Loudoun County Chair Phyllis J. Randall (D-At Large) and Board of Supervisors Vice Chairman Koran T. Saines (D-Sterling) have sent a letter to Washington Redskins owner Dan Snyder encouraging him to change the team’s name.
“Because you have been such an integral part of Loudoun, you are aware we are a welcoming community with residents from diverse backgrounds,” the letter reads. “We are proud that people of all races, ethnicities, differing abilities, religious beliefs and socio-economic backgrounds call Loudoun home. With that in mind, we were pleased to hear that you are reviewing the name of your football team and are in support of changing the team name.”
After long saying he would “never” change the Redskins name, Snyder issued a statement last week that the team is considering a name change. The organization has faced criticism about the name for years. The word “redskin” is slang for a Native American and is now usually considered pejorative or offensive.
The push for a name change has strengthened this week with team marketing partners joining the chorus of critics, and national retailers have dropped the team’s merchandise from their inventory.
Although they are named for Washington, DC and play at FedExField in Prince Georges County, MD, the Redskins are a Loudoun business, headquartered in Ashburn atInova Sports Performance Center at Redskins Park. They also have training facilities there.

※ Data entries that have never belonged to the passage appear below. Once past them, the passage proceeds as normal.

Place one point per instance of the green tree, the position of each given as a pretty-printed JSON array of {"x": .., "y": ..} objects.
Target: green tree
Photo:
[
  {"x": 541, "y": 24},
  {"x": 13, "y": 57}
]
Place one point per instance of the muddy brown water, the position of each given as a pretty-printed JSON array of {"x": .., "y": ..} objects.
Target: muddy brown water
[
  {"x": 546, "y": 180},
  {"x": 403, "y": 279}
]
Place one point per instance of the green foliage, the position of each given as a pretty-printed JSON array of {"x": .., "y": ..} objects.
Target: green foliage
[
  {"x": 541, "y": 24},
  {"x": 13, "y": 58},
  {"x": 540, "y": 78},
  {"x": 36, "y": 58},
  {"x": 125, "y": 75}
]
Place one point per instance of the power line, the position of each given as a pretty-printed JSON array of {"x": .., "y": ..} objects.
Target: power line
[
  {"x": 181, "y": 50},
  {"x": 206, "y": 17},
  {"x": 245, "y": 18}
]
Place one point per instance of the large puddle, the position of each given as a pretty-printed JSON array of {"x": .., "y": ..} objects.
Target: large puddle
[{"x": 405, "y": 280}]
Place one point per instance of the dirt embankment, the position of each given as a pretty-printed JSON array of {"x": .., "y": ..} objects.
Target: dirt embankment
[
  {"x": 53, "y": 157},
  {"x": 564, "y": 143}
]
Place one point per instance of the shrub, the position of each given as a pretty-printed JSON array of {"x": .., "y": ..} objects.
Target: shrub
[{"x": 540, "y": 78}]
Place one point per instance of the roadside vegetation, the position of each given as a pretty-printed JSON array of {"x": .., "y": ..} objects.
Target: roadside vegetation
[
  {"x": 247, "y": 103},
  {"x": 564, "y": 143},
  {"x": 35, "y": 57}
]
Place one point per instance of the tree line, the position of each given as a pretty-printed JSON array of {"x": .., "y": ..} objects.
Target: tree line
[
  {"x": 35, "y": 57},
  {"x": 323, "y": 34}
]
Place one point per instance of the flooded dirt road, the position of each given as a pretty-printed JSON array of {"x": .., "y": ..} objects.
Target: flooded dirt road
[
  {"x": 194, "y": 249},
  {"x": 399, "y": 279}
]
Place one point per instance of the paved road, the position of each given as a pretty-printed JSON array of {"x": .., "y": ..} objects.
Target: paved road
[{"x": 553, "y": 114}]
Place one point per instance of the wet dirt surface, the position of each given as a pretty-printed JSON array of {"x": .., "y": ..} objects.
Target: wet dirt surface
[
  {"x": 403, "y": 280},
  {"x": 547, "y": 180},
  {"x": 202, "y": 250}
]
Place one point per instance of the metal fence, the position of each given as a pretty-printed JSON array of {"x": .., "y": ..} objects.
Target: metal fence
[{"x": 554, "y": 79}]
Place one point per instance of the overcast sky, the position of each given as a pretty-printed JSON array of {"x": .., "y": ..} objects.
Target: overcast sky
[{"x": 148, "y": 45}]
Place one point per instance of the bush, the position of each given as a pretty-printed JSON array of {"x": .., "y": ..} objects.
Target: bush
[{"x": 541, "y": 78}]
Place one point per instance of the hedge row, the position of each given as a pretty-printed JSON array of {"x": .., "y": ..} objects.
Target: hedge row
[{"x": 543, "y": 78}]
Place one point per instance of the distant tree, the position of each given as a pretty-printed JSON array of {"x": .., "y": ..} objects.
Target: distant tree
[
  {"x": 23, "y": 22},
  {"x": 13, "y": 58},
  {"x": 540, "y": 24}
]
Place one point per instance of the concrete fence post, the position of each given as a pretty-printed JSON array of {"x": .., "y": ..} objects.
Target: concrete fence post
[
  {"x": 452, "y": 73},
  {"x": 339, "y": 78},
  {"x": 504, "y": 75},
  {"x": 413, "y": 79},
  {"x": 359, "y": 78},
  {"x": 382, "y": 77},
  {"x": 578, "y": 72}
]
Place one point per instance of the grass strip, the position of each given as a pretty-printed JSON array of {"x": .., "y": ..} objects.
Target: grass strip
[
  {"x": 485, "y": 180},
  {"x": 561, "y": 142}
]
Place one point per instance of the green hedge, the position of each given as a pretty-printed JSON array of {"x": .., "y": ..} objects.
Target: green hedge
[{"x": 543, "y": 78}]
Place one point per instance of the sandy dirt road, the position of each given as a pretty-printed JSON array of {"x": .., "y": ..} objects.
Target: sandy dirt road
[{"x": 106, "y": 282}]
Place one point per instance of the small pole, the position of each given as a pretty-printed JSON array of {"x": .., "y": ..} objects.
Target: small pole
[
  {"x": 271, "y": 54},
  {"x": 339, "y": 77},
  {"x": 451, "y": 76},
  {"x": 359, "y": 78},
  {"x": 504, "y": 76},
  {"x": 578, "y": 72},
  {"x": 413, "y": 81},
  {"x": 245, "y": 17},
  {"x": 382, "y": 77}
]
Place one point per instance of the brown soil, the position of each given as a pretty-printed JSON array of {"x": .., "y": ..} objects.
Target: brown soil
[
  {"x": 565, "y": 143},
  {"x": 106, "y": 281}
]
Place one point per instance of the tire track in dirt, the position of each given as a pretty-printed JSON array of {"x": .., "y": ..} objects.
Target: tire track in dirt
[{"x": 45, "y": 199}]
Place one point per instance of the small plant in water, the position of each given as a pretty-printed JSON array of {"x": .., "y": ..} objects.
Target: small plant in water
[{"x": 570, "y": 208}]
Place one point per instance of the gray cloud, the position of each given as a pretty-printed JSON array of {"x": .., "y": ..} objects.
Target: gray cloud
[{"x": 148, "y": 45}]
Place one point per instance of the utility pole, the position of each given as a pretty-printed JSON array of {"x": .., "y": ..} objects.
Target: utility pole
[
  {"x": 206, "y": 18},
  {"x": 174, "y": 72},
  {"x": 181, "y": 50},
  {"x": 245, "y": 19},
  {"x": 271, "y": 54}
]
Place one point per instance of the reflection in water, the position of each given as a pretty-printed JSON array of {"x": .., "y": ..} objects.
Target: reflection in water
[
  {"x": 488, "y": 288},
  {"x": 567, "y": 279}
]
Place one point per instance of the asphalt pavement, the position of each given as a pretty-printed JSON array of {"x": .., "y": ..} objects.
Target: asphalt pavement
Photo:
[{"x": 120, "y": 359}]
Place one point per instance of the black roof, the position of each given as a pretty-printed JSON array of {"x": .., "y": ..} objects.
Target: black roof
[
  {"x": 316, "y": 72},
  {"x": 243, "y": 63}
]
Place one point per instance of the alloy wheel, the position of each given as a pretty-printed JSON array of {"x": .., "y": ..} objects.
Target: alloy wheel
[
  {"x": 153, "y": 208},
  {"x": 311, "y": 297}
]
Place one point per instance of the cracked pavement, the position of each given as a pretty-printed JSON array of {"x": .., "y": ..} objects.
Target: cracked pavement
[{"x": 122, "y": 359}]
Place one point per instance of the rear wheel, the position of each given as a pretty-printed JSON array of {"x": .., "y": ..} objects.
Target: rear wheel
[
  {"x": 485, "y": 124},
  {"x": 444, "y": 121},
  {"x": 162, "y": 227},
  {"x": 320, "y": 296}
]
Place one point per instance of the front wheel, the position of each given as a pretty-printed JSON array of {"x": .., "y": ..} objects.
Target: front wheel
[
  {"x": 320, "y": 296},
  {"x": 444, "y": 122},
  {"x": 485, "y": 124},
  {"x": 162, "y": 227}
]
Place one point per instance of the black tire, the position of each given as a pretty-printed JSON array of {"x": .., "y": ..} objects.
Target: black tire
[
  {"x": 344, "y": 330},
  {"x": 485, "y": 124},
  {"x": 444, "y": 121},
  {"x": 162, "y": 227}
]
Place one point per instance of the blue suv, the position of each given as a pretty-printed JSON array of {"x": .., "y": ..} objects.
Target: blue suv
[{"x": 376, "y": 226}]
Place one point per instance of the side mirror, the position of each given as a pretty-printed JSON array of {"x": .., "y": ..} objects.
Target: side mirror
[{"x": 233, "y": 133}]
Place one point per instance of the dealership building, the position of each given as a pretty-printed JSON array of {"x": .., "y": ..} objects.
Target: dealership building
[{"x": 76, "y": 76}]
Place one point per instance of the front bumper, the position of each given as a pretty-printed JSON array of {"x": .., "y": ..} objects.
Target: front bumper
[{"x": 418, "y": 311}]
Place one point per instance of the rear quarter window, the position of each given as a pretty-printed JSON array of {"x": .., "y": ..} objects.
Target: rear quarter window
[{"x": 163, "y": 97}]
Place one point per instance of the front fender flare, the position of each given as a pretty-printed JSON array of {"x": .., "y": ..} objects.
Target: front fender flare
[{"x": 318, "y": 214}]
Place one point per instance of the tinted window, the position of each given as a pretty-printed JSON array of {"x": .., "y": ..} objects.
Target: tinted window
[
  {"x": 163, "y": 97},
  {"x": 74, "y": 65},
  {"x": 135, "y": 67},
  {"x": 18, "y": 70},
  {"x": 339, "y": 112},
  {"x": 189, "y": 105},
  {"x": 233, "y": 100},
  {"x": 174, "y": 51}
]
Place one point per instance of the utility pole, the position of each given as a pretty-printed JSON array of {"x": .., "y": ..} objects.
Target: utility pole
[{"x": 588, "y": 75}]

Until recently, the Loudoun County had a marketing agreement with the Redskins, and in 2012 signed an incentive package to keep the team’s headquarters in Loudoun through 2020. The team first came to Loudoun in 1992.
Although only Randall and Saines signed the letter, they garnered support on Tuesday from the 6-3 Democratic majority on the Board of Supervisors for it.
“I think that the Board of Supervisors has a responsibility to speak out when we believe things are happening that are incorrect,” Ranall said. “I also think that the Washington team is—if you’ve ever gone to their park or met their players or know what they do in our schools, they do great, great work in our community. They are very involved in our community, you see them around and every day, they’ve given to the schools, they give to nonprofits, they’re really, really involved. It is actually a disservice to the members of the team for them to have this name.”
Saines encouraged the team to follow the example of Florida State University, which has maintained a partnership with the Seminole tribe from which it takes its mascot’s name. The tribe has expressed formal support for the use of their name for the mascot.
Supervisor Juli E. Briskman (D-Algonkian) said, “I cringe every time I see the cultural appropriation imagery.”
“As America continues its reckoning on race, steps such as this will show that change is possible, and will be demanded, actually,” Briskman said.
But some supervisors said the county board should not involve itself in the issue.
“This is a private matter, this is an entity that has already declared that they’re going to be looking into it themselves,” said Supervisor Caleb A. Kershner (R-Catoctin). “It’s something that I think is largely political, and I don’t ‘think it helps the citizens of Loudoun.”
“Whether it’s offensive to me or not, I don’t think that the Board of Supervisors as a whole should be involving itself in telling private business what their name should be,” said Supervisor Tony R. Buffington (R-Blue Ridge).
“I typically have two tests with these sorts of things: is this in our purview, and is it going to make any difference,” said Supervisor Matthew F. Letourneau (R-Dulles). “And my conclusion on this one is no and no.”
He also said, “I have a concern when government begins to tell private organizations what they should and shouldn’t do when there is no stake, and there is no partnership, and there is not an agreement in place.”